Objective: Periodontitis is a chronic inflammatory disease in which chemokines have been shown to have an important role. Chemokines are inflammatory mediators and attract leukocytes to sites of inflammation. This is achieved by chemokine binding at the luminal endothelial cell (EC) surface and presentation to leukocyte chemokine receptors. The present study aimed at understanding the role of endothelial microstructures in presenting chemokines to leukocytes resulting in transendothelial migration.
Methods: ECs were cultured in the presence of chemokines and analysed for microstructure formation by phase contrast and electron microscopy. Transwell experiments were used to study neutrophil transendothelial migration. iTRAQ mass spectrometry was employed to examine intracellular changes in proteins following chemokine stimulation.

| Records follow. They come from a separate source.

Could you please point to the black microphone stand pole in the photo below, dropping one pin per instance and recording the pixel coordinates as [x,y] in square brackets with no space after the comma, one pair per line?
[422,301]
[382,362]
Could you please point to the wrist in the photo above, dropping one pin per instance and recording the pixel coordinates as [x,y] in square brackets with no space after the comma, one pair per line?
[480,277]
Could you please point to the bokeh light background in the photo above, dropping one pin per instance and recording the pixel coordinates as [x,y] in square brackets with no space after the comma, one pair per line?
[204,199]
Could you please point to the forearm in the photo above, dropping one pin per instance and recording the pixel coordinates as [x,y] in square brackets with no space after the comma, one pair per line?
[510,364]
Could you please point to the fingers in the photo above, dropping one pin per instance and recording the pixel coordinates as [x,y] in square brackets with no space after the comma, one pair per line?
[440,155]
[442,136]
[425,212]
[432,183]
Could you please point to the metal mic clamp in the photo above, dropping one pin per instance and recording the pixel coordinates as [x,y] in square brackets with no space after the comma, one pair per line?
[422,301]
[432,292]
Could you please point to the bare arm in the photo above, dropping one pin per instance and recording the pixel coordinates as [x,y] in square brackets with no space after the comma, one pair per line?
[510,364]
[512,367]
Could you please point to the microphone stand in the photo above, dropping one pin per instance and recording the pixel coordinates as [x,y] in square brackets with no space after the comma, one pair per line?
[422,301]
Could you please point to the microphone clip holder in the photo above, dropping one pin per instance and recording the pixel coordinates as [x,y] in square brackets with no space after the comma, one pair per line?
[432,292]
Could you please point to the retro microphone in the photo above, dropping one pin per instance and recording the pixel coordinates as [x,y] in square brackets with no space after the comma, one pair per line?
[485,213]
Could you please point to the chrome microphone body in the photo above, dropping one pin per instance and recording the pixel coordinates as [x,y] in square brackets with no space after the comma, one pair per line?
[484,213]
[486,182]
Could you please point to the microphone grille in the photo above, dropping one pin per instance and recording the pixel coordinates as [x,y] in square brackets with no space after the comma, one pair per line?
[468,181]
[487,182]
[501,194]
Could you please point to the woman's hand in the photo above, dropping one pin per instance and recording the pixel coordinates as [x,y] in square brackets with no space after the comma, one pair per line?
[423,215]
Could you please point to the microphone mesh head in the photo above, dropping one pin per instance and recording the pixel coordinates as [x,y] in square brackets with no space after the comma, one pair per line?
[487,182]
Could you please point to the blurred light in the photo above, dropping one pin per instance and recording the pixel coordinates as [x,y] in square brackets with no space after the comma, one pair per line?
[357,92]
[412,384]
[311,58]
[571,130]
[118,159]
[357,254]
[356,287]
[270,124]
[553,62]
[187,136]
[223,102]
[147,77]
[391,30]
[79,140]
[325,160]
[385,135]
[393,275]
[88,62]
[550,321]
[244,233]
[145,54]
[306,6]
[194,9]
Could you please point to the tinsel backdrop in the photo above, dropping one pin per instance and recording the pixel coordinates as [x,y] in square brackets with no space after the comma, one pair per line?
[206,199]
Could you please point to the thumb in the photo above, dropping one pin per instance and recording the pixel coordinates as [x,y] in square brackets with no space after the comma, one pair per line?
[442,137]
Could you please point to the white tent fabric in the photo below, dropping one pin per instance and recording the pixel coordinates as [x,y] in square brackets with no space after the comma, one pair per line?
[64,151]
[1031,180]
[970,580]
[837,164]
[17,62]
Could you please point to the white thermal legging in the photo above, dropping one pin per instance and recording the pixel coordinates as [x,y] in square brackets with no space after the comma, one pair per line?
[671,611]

Results: CXCL8, an inflammatory chemokine, was shown to induce microstructures formation, namely filopodia and microvilli up to 10 micrometres long, on ECs. The same effects were observed with chemokines CXCL10 (IP-10) and CCL5 (RANTES). In vitro studies revealed colocalisation of CXCL8 and heparan sulphate (HS) on the endothelial microstructures. This suggested that the HS-CXCL8 interaction had an important role in leukocyte transendothelial migration, since removing HS caused a significant decrease in the number of leukocytes undergoing transendothelial migration. Transmission electron microscopy imaging showed that CXCL8-stimulated microstructures interacted with leukocytes prior to transendothelial migration occurring, suggesting that the microvilli were involved in leukocyte transendothelial migration. Mass spectrometry analysis of CXCL8-stimulated ECs showed significant changes in cytoskeletal proteins, adhesion and extracellular matrix proteins, and signal transduction proteins. This suggested that CXCL8 binding to receptors on the EC surface caused an alteration in signalling pathways, a reorganisation of the cytoskeleton and a disruption of the basement membrane, in order for the microstructures to form.
Conclusions: Overall, there appears to be an important function for EC microstructures in inflammation. Chemokines stimulate the formation of EC microstructures leading to their presentation to leukocytes.